Transcranial Direct Current Stimulation – tDCS
Transcranial direct current stimulation (tDCS) is a painless non-invasive brain stimulation technique which uses low direct electrical current to transiently modify the spontaneous firing rate of neurons in a polarity-dependent way: anodal tDCS enhances excitability, whereas cathodal tDCS reduces it. The current is delivered through two electrodes placed on the head: one is positively charged and the other negatively. The technique is increasingly used in experimental and clinical settings.

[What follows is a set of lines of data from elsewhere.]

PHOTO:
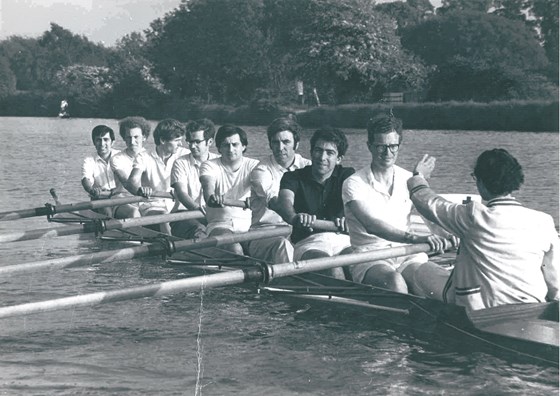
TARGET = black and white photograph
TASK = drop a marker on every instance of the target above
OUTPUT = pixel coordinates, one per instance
(279, 197)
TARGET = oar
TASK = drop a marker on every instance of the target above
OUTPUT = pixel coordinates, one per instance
(234, 277)
(100, 226)
(49, 210)
(166, 247)
(323, 225)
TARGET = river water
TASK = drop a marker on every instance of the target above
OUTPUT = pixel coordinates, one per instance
(230, 341)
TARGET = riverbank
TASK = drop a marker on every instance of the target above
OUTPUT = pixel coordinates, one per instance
(535, 116)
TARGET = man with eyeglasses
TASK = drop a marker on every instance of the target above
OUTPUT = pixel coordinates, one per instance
(228, 177)
(508, 253)
(378, 207)
(315, 192)
(185, 176)
(283, 138)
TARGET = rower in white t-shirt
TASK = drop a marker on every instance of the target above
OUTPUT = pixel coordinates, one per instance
(228, 177)
(134, 131)
(151, 171)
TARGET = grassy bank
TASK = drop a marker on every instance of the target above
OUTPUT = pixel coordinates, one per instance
(533, 116)
(496, 116)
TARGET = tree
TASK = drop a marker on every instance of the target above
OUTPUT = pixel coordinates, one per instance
(7, 78)
(61, 48)
(479, 56)
(346, 48)
(22, 55)
(546, 12)
(407, 13)
(211, 50)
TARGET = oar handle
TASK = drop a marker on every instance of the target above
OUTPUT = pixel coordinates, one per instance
(238, 203)
(325, 225)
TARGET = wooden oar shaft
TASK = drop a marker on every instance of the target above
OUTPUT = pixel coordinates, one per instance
(74, 207)
(40, 233)
(157, 290)
(299, 267)
(232, 277)
(140, 251)
(112, 224)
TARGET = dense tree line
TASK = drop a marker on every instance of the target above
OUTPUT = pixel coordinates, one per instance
(242, 51)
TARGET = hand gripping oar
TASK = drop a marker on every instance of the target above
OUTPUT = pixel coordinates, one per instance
(262, 273)
(50, 210)
(166, 247)
(99, 226)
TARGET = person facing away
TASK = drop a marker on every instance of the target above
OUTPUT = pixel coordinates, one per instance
(378, 208)
(97, 175)
(185, 176)
(508, 253)
(315, 192)
(227, 177)
(134, 131)
(283, 138)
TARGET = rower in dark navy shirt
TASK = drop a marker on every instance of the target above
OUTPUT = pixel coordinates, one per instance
(315, 192)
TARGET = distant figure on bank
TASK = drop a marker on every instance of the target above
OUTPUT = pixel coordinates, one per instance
(227, 177)
(185, 176)
(315, 192)
(508, 253)
(97, 176)
(134, 131)
(151, 170)
(283, 138)
(378, 208)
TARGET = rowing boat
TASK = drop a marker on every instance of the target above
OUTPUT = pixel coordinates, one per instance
(526, 331)
(522, 330)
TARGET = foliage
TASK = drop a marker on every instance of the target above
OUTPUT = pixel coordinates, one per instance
(213, 50)
(23, 55)
(407, 13)
(7, 78)
(60, 48)
(531, 116)
(478, 56)
(85, 86)
(345, 48)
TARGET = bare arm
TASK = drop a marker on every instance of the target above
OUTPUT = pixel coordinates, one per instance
(386, 231)
(182, 195)
(134, 181)
(550, 269)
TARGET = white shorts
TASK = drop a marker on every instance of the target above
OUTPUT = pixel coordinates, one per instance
(329, 242)
(358, 271)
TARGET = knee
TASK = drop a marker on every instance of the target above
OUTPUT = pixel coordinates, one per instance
(390, 280)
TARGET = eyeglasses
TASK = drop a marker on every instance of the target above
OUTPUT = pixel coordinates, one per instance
(196, 141)
(381, 148)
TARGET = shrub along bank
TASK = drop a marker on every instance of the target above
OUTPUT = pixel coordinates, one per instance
(532, 116)
(495, 116)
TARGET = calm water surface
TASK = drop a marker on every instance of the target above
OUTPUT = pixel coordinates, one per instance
(249, 344)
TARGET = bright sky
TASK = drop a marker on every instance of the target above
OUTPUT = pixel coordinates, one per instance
(99, 20)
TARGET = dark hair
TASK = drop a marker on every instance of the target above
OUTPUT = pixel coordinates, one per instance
(168, 129)
(384, 123)
(284, 124)
(129, 123)
(499, 171)
(228, 130)
(102, 130)
(204, 124)
(332, 135)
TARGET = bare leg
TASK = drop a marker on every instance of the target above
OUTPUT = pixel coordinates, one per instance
(337, 272)
(235, 248)
(386, 277)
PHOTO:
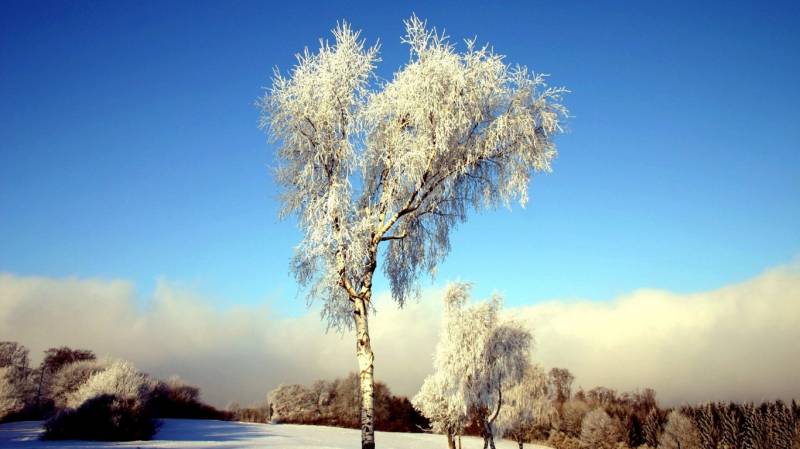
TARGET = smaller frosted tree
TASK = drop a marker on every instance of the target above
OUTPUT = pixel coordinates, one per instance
(526, 406)
(478, 358)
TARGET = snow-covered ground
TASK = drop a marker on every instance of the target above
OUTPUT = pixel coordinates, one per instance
(198, 434)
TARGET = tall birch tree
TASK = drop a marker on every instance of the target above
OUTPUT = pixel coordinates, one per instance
(385, 169)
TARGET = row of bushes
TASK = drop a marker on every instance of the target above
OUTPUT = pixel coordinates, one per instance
(337, 403)
(603, 420)
(84, 398)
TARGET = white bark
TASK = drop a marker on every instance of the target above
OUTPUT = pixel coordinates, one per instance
(365, 375)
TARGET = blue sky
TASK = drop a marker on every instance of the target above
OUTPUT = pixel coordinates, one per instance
(129, 146)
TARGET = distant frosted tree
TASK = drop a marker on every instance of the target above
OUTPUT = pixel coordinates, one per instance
(679, 433)
(66, 381)
(525, 406)
(477, 360)
(400, 163)
(10, 400)
(560, 384)
(571, 416)
(599, 431)
(54, 360)
(120, 379)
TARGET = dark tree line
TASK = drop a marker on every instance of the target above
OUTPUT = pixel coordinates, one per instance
(336, 403)
(636, 421)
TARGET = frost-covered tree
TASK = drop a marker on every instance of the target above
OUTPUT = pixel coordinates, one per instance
(10, 400)
(120, 379)
(560, 384)
(477, 360)
(526, 406)
(600, 431)
(365, 163)
(69, 379)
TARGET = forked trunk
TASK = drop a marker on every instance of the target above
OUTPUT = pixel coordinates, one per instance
(451, 441)
(365, 375)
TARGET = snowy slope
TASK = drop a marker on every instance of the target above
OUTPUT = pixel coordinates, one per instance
(191, 434)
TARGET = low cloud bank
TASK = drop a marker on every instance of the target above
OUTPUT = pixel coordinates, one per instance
(739, 342)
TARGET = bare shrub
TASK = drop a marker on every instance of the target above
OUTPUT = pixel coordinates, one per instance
(103, 417)
(69, 379)
(600, 431)
(571, 417)
(120, 379)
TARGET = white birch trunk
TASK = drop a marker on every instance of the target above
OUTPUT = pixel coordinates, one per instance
(365, 375)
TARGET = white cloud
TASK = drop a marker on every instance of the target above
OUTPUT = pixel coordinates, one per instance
(738, 342)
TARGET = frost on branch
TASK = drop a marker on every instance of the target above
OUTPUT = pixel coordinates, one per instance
(400, 162)
(478, 359)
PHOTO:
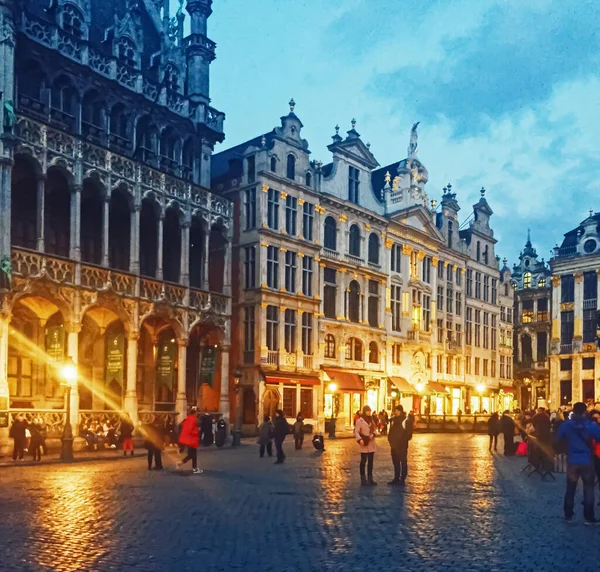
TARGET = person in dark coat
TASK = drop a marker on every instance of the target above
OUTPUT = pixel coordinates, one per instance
(507, 427)
(154, 443)
(494, 430)
(280, 432)
(399, 434)
(579, 433)
(126, 432)
(18, 433)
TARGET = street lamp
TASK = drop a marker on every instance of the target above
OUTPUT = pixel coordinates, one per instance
(332, 389)
(237, 430)
(68, 372)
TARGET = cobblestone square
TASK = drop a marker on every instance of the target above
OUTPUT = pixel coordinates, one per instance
(463, 509)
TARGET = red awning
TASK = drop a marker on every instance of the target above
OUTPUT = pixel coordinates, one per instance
(292, 379)
(403, 385)
(436, 387)
(345, 380)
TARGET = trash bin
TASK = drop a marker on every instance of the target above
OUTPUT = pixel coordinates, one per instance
(221, 433)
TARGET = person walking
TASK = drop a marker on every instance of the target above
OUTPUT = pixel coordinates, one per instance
(400, 433)
(299, 432)
(578, 432)
(507, 427)
(126, 432)
(280, 432)
(364, 432)
(190, 438)
(18, 433)
(154, 443)
(494, 430)
(265, 437)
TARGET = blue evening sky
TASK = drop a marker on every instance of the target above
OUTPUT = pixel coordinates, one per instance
(507, 92)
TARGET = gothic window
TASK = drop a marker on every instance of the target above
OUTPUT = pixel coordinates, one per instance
(171, 78)
(72, 21)
(291, 167)
(373, 353)
(330, 238)
(92, 109)
(329, 346)
(126, 52)
(63, 96)
(373, 248)
(354, 302)
(354, 241)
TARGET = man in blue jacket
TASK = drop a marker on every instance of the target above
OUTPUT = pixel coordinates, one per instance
(579, 432)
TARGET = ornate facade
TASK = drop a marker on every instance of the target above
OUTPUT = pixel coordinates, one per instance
(531, 280)
(351, 287)
(114, 252)
(574, 355)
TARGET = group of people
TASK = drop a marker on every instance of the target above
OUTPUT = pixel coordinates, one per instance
(366, 428)
(28, 436)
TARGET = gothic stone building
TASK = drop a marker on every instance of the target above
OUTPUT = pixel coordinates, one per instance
(574, 355)
(531, 280)
(351, 288)
(115, 255)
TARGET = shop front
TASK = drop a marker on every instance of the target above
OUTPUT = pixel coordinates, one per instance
(344, 395)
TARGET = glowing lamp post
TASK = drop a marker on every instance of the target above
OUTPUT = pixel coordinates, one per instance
(237, 431)
(334, 407)
(68, 373)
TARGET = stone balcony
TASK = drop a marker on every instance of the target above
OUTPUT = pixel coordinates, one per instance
(31, 264)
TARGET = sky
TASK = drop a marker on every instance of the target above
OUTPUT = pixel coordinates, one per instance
(507, 93)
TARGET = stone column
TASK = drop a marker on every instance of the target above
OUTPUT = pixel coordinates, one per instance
(184, 277)
(159, 269)
(75, 246)
(224, 406)
(134, 252)
(131, 404)
(578, 307)
(73, 353)
(205, 259)
(181, 399)
(105, 223)
(41, 199)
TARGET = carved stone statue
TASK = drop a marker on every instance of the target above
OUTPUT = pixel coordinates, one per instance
(414, 141)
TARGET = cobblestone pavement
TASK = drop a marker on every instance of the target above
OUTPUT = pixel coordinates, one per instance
(463, 509)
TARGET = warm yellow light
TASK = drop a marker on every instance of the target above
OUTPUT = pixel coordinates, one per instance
(69, 373)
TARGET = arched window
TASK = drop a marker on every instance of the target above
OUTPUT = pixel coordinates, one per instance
(72, 21)
(63, 96)
(329, 346)
(354, 241)
(373, 352)
(126, 52)
(354, 349)
(330, 238)
(373, 248)
(291, 167)
(354, 302)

Several studies have shown that tDCS can influence perceptual, cognitive and behavioural functions in healthy and pathological subjects and it seems to be a valuable tool for the treatment of neuropsychiatric and neurological disorders, such as major depression, anxiety, cerebrovascular strokes, epilepsy, Parkinson’s and Alzheimer’s diseases.
Our group is using tDCS for several years
Our research protocols involve both healthy participants, with the aim of studying the neural basis involved in cognitive processes such as language, emotion regulation, social exclusion, graceful aging, and neurologically impaired subjects, with the purpose of understanding if tDCS could enhance the effect of behavioural treatments. We are also using tDCS combined to other non-invasive techniques such as TMS-EEG with the aim of extending the knowledge of tDCS mechanisms of action and its plasticity effects on the brain.